Let $a,b,c$ are nonnegative real numbers such that $a^2+b^2+c^2=1$.
Prove the inequality $$\frac{a}{1+a^2}+\frac{b}{1+b^2}+\frac{c}{1+c^2}\le\frac{3\sqrt3}{4}$$
I tried the method of Lagrange multipliers and Jensen's inequality but I have not been proved this inequality
Consider the function $f(x)= \frac{\sqrt x}{1+x}$,
with the substitution that $x=a^2,y=b^2,z=c^2$, $\implies x+y+z=1$
we have a new expression $\frac{a}{1+a^2}+\frac{b}{1+b^2}+\frac{c}{1+c^2} \longrightarrow \frac{\sqrt x}{1+x}+ \frac{\sqrt y}{1+y} +\frac{\sqrt z}{1+z } \longrightarrow f(x)+f(y)+f(z)$
Differentiating $f(z)$ twice, we get negative second derivatives for $0 \le x\le 1$, so it is concave
by Jensen's inequality, we get $ f(\frac{x+y+z}{3}) \ge \frac{f(x)}{3} +\frac{f(y)}{3}+\frac{f(z)}{3} \implies \frac{\sqrt \frac{1}{3}}{1+\frac{1}{3}}\ge \frac{f(x)}{3} +\frac{f(y)}{3}+\frac{f(z)}{3}$
$\implies \frac{3\sqrt3}{4} \ge f(x)+f(y)+f(z)= \frac{a}{1+a^2}+\frac{b}{1+b^2}+\frac{c}{1+c^2}$
Substitute $a^2, b^2, c^2$ by $x, y, z$. Then we will try to bound $\sqrt{x}/(1+x)$ by a linear form of $x$. Consider a line tangent to the expression when the equality occurs i.e. when $x=1/3$. Evaluating $fâ(1/3)=3\sqrt{3}/16$, we find that such line is $y=\frac{3\sqrt{3}(x+1)}{16}$. By simple algebraic manipulation, $$\frac{\sqrt{x}}{1+x}\leq\frac{3\sqrt{3}(x+1)}{16}$$ is equivalent to $(3x-1)^2(3x^2+14x+27)\geq0$, which is obviously true. The desired result follows immediately.

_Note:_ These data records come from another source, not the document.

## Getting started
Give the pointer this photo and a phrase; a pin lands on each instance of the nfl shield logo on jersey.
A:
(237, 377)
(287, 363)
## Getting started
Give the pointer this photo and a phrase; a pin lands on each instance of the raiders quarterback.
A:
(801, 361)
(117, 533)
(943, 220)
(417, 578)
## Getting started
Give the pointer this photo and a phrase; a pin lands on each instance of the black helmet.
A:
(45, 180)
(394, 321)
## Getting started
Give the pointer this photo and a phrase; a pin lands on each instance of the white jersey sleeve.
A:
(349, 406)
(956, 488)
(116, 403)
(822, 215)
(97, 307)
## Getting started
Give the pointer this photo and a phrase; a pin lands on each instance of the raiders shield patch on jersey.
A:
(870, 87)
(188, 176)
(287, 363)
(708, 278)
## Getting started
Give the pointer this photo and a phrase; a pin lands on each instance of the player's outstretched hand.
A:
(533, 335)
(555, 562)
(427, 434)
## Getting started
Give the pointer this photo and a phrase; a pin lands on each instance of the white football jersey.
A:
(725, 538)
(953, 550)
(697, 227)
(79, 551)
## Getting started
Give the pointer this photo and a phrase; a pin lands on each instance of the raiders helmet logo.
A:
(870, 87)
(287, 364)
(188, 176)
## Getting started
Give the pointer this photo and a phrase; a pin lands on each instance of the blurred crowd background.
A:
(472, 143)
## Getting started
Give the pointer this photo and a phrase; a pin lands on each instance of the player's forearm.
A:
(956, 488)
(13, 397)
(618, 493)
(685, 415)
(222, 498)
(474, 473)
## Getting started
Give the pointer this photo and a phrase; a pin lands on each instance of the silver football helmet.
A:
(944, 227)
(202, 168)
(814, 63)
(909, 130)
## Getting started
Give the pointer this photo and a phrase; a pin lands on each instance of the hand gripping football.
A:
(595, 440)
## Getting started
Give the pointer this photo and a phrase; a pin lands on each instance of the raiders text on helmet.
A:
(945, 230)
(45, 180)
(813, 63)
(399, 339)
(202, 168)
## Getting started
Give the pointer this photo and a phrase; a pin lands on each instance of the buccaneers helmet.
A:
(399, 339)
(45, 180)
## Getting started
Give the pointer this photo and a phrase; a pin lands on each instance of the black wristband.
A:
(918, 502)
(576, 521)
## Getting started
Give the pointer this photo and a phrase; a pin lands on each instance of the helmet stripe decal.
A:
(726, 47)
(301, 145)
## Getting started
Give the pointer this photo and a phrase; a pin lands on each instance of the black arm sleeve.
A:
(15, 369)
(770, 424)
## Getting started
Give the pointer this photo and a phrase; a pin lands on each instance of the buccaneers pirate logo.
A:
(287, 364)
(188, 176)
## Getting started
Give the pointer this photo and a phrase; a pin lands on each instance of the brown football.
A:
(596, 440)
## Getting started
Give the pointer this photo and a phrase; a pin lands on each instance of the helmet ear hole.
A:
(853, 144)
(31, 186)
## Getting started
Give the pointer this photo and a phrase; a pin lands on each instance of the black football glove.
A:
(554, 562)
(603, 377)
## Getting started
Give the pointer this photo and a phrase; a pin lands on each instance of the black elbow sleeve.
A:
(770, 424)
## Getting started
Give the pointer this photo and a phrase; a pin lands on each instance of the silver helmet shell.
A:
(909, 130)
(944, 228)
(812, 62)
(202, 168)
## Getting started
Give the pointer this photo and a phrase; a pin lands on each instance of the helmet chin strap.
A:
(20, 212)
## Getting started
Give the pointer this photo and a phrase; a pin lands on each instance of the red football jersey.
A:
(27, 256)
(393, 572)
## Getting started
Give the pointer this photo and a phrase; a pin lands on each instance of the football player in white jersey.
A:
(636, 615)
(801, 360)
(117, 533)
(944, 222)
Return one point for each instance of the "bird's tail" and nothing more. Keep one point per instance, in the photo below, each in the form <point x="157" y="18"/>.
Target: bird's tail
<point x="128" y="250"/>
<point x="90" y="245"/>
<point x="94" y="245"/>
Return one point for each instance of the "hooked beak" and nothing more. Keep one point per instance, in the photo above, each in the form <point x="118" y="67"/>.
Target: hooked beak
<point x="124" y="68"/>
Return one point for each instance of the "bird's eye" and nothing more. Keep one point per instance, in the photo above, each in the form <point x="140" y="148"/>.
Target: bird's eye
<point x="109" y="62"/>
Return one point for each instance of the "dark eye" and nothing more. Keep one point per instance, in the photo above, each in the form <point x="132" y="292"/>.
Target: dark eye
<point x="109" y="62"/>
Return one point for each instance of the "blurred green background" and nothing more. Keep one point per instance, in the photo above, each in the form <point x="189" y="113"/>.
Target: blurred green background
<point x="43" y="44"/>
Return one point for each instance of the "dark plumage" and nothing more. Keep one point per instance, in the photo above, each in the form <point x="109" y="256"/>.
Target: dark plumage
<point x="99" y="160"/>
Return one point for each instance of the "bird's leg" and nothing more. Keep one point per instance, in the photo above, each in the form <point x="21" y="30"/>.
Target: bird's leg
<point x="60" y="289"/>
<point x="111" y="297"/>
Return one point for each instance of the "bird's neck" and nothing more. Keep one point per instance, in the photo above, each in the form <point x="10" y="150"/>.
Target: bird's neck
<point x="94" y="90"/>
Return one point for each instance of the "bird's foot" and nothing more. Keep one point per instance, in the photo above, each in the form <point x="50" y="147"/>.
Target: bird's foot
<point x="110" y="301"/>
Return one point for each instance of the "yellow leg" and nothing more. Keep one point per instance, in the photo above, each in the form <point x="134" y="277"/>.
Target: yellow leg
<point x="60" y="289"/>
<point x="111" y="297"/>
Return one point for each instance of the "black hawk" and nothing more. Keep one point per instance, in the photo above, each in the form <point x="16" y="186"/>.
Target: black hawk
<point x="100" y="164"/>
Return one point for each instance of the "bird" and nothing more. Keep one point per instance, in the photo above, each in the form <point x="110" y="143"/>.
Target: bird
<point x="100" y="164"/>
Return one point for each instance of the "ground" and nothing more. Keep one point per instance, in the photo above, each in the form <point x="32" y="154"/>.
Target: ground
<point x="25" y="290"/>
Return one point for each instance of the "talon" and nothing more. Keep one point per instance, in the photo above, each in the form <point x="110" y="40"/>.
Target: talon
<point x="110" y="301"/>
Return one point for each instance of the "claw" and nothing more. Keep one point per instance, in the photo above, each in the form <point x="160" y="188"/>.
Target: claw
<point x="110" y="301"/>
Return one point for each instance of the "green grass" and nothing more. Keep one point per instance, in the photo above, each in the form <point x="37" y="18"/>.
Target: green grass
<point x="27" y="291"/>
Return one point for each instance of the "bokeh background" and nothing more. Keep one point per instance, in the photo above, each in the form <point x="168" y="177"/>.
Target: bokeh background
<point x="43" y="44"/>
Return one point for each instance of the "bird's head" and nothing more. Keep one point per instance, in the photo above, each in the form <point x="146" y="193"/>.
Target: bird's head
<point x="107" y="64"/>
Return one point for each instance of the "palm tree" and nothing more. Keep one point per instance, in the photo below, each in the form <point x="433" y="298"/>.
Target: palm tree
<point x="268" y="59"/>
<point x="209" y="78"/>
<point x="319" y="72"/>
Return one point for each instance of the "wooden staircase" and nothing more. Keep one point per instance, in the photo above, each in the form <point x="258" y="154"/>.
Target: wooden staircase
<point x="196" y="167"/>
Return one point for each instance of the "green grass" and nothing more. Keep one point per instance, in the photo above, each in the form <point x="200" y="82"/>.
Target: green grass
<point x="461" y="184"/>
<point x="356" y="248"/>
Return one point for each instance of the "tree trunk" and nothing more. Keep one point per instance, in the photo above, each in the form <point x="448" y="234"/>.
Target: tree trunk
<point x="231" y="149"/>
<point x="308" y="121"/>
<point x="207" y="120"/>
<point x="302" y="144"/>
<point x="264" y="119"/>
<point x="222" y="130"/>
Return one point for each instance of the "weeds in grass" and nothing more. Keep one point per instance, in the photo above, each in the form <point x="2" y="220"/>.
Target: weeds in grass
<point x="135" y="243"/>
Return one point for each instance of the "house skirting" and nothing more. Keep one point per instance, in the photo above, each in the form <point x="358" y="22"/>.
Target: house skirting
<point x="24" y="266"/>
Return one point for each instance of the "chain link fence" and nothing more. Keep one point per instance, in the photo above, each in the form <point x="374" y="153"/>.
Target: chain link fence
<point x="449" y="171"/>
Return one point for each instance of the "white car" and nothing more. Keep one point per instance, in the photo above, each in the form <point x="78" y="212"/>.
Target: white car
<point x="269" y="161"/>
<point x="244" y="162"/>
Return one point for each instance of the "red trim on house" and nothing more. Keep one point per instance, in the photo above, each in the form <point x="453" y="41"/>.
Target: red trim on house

Let $a=\frac{x}{\sqrt3}$, $b=\frac{y}{\sqrt3}$ and $c=\frac{z}{\sqrt3}.$
Thus, $x^2+y^2+z^2=3$ and we need to prove that $$\sum_{cyc}\frac{x}{3+x^2}\leq\frac{3}{4}$$ or $$\sum_{cyc}\left(\frac{1}{4}-\frac{x}{3+x^2}\right)\geq0$$ or $$\sum_{cyc}\frac{(x-1)(x-3)}{3+x^2}\geq0$$ or $$\sum_{cyc}\left(\frac{(x-1)(x-3)}{3+x^2}+\frac{x^2-1}{4}\right)\geq0$$ or $$\sum_{cyc}\frac{(x-1)^2(x^2+2x+9)}{3+x^2}\geq0,$$ which is obvious.
We see that the original inequality is true for all reals $a$, $b$ and $c$ such that $a^2+b^2+c^2=1.$